Très soutenu sur les réseaux sociaux, davantage encore depuis son arrestation, Nasser Zefzafi, suscite l’admiration des jeunes du Nord, qui voient en lui la figure de proue du mouvement « Hirak », mais s’est également fait de nombreux ennemis.

Ces sept derniers mois, Zefzafi, qui fut, par le passé, tour à tour serveur, videur de boîte de nuit, ou encore patron d’une petite boutique de téléphonie qui a fait finalement faillite, s’est illustré dans ses prises de positions politiques depuis le décès de Fikri, véritable onde de choc dans le Rif, région enclavée et particulièrement marginalisée et où des cas de suicides liés aux conditions de vie difficile ont d’ailleurs été enregistrés ces dernières années, selon la presse marocaine.

Zefzafi assure parler « au nom des pauvres » et dénonce dans des discours tenus durant plusieurs nuits devant plusieurs centaines de personnes dans le centre-ville d’Al Hoceima (province contestataire du Rif qui abrite quelques 56 mille habitants), la « marginalisation » de sa région « la corruption » du gouvernement, ainsi que les « mafias » locales.

Des discours qui ont vite conquis les jeunes d’Al-Hoceima, province où le taux de chômage atteint les 16,3% (plus élevé que la moyenne régionale qui est de 14,9%), d’après des données officielles.

« Nasser a du charisme. Il parle vite et fort et il dit tout, on a tous envie de l’écouter. Je l’ai d’abord découvert via des vidéos Facebook où il réclamait l’égalité sociale et je me suis aussitôt retrouvé dans ses propos », commente à Anadolu, Mourad B. 26 ans, sans emploi.

Hicham, étudiant âgé de 22 ans, surenchérit « Zefzafi connait la misère de la région. Il connait nos souffrances, il sait de quoi il parle et c’est parce qu’il dérange le gouvernement par sa vérité, qu’il a été arrêté ».

Des discours engagés et acclamés par plusieurs centaines de citoyens, donc, mais qui font pourtant l’objet de controverse.

Zefzafi, un profil qui dérange

Ses détracteurs accusent en effet Zefzafi de tenir, entre autres, des propos « contradictoires et trop agressifs » envers ceux qui ne partagent pas ses discours.

Le mandat d'arrêt diffusé contre le jeune leader à la suite de son irruption dans une mosquée, révèle d’ailleurs que Zefzafi est accusé d'avoir « insulté le prédicateur » (qu’il aurait qualifié de « charlatan » selon la presse locale) qui s'opposait à la Mouvance dans son prêche.
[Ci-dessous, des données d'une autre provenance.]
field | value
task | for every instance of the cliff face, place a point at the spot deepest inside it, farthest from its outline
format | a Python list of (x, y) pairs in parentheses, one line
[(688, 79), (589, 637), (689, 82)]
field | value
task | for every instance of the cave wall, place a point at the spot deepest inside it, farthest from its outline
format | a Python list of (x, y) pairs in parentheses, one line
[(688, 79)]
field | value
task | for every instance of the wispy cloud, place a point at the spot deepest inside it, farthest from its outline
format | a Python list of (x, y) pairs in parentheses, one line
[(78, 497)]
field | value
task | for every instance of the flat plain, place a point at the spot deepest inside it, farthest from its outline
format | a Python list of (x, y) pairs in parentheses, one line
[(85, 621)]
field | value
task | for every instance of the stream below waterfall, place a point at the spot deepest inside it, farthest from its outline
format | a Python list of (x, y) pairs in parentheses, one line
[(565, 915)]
Le site marocain Telquel, peint un autre personnage certes « étonnant et détonnant », mais aussi «ultra-conservateur» qui s’en est pris au festival de musique Mawazine (plus grand festival du continent africain qui s’est tenu du 12 au 20 Mai 2017).
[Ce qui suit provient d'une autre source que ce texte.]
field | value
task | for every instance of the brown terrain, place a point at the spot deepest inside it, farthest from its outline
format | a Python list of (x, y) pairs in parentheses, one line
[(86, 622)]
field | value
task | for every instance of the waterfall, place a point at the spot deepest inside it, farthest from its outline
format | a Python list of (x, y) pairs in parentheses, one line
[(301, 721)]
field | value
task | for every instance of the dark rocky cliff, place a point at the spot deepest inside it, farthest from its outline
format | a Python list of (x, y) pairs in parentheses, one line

Zefzafi aurait ainsi critiqué « les habits dénudés, les corps nus, (retransmis) sur des chaînes officielles, d’un pays qui se prend pour un pays musulman », rapporte le média marocain.


L’Association marocaine des droits humains, citée récemment par Le Monde, qualifie pour sa part, le « Hirak » de mouvement « sectaire, tribal et passéiste » tandis que le journal Maroc Hebdo affirme que Zefzafi a des velléités séparatistes.

Des accusations qui n’ont pas encore été prouvées et que récuse fermement le concerné. Zefzafi avait notamment affirmé au média marocain Lesiteinfo, « ne vouloir nourrir aucune révolution ».

Tandis que Zefzafi est désormais incarcéré à la prison de Aïn Sbaa, à Casablanca, la colère du Rif ne semble pas prête de s’éteindre et les arrestations risquent de se multiplier.

Justifiant la vague d’arrestations qui a décapité la Mouvance, le ministre marocain de l’Intérieur Abdelouafi Laftit, a d’ailleurs déclaré, mardi, devant le Parlement, que «L’État n’a d’autre choix que de faire respecter la loi».

Et d’ajouter : « L’État est mobilisé pour répondre aux revendications sociales et économiques de la population ». Des propos qui ne semblent toutefois pas apaiser les jeunes de la région.

Des heurts ont ainsi brièvement opposés jeudi soir des manifestants et des policiers à Al-Hoceima, selon des témoins oculaires qui assurent que « le mouvement ne faiblira pas tant qu’il n’y aura pas satisfaction totale ».